FBSNG and Disc Farm – Igor Mandrichenko (FNAL)

FBSNG is the second generation of a farm batch processing scheme developed at Fermilab. It adds support for file parallelism. FBS V1 used LFS to actually schedule the jobs but this was removed in V2. Rather than being based on load measurement and load sharing, FBSNG is based on resource counting. It should recognise available farm resources and know what resources are required by running and queued jobs and hence where to schedule new jobs.

The unit of operation is known as a job section; it could be a single job or an array of job processes. Resources are abstracted and counted as semaphores. Local resources may be CPU power, disc space and local tape drives. Node resources include operating system flavour, installed software and so-called logical attributes (for partitioning a farm). There are also global resources such as network throughput between nodes, NFS-exported discs and some global semaphores for job coordination.

This scheme permits great flexibility, offers options for prioritising jobs, fair-share scheduling, guaranteed scheduling and resource utilisation quotas. Since failures happen, robustness has been planned for. The farm can be reconfigured dynamically and the overall service is stable with respect to failures of individual nodes. As elsewhere in Fermilab, the farm is fully Kerberised. The software, largely written in Python, is portable and runs on Linux, SUN/Solaris, SGI/Irix and Compaq/Tru64.

There are both command line and graphical user interfaces (GUIs) as well as a Python API[33]. There is also a web interface. There is a light-weight client which can be installed remotely and can submit jobs over the network.

It currently runs on several large managed farms at Fermilab, including those for the D0, CDF and fixed-target experiments and CMS plan to adopt it for their local farms also. It is also used at remote sites (e.g. NIKHEF) and at least one known corporate site.

A typical computing farm will have 5-10 TB of disc space with aggregated throughputs of the order of magnitude of 1 GB/s. However, because of the distributed nature of the storage, sometimes unreliable components and the need to coordinate access and allocation, the disc space on such farms is difficult to use and the Disc Farm tool has been developed to help use this unused disc space. Disc Farm is effectively distributed data storage: you view a farm as an array of discs with attached computers. It organises the unused space into a global virtual name space. A given file has both a physical and a virtual path name. User interfaces have been created to access files in this space. Data replication is supported for redundancy. There is load management and load balancing. It scales with farm size. WAN[34] access is available via a Kerberised ftp server and a grid ftp interface is in development.

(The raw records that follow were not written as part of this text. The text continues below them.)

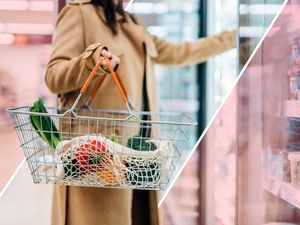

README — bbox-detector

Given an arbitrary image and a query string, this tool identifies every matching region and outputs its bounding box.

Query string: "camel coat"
[45,0,236,225]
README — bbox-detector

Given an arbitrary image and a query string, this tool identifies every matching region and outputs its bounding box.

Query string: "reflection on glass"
[239,0,284,69]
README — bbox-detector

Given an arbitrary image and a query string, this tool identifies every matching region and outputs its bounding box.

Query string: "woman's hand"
[101,49,120,72]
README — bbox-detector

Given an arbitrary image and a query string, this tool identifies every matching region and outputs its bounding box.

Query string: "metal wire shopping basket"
[8,57,197,190]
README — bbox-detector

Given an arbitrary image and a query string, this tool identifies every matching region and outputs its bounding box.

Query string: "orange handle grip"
[80,57,105,94]
[90,73,106,98]
[105,58,127,103]
[116,72,128,96]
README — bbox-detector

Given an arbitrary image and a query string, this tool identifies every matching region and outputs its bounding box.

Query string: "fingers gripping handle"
[70,56,131,113]
[105,58,127,103]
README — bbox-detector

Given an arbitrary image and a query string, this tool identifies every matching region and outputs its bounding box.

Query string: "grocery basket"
[7,57,197,190]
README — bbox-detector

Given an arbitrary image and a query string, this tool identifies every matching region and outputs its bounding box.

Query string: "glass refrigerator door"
[236,1,300,225]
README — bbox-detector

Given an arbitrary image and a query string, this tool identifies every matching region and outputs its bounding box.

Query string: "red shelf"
[263,175,300,208]
[284,100,300,117]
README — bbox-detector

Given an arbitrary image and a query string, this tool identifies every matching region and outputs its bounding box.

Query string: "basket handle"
[68,56,135,114]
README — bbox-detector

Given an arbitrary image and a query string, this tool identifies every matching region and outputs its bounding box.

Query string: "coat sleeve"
[45,5,102,94]
[153,31,236,65]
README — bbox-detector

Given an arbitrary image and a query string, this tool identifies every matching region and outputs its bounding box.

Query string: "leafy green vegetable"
[127,135,160,185]
[108,134,119,143]
[127,163,160,185]
[127,135,156,151]
[30,98,61,149]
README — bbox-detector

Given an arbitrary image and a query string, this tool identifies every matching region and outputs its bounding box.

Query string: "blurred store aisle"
[0,164,52,225]
[0,126,24,192]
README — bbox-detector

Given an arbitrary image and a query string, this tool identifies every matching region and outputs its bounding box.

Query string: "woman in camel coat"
[45,0,236,225]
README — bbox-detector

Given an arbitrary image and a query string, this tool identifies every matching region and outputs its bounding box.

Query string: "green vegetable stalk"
[127,135,160,185]
[30,98,62,149]
[127,135,156,151]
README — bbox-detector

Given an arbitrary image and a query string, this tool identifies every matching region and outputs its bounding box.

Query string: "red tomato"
[75,140,108,172]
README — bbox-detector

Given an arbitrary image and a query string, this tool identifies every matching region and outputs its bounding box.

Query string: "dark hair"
[92,0,126,35]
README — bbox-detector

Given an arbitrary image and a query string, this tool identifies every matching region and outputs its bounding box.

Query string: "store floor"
[0,163,52,225]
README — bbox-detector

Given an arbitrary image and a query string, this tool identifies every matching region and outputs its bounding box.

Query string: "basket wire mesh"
[8,57,197,190]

Data Challenges and Fabric Architecture – Bernd Panzer-Steindal (CERN)

Within the general CERN fabric nodes can be moved between different usages as load on different “fabrics” changes. The current architecture is based on commodity components, PCs with dual CPU, NAS [35] disc servers with EIDE disc arrays, Redhat Linux and open software packages.

Any architecture must be validated against reliability, performance, and functionality and it must match the computing model of the experiments. The batch farm runs on some 700 nodes with 65% CPU utilisation currently. Across the farm there are some 7 reboots per day and 0.7 vendor interruptions per day (mostly for disc problems). This is considered to be stable production. The comment was made that, while the exact number may be debated, one node with problems is more resource-expensive than 200 without, because hardware problems can be hard to diagnose and fix and software failures can absorb vast amounts of time.

Network performance is also very stable given the number of devices installed (29 interventions in 6 months). CERN has started looking at 10 GB routers and switches but problems were quickly seen and vendor support must fix these before CERN will continue with the evaluation. Network bottlenecks seen today are acceptable for production and for the Grid testbeds. This is not true for data challenges which should be bleeding edge performance. They see average network performance running at 400MB/s with peaks of 600. With special tuning for data challenges they have achieved 1.4 to 1.6 GB/s.

Disc performance and stress tests have been performed on Pentium III systems with 500GB of mirrored discs and 45MBps aggregate throughput. Total rates up to 500 MB/s write + 500 MB/s read have been achieved, limited by network setup and load balancing. The stability was about 1 reboot per week (out of ~200 disc servers in production) and ~one disk error per week (out of ~3000 discs in production). They measured translate to an MTBF[36] of 160,000 hours. Scaling tests were performed and they saw linear performance with only network limitations. File system multi-stream I/O disc to network transfers (or vice versa) runs at 45 MB/s aggregate. With new P4 Xeon nodes they achieve 80 MB/s.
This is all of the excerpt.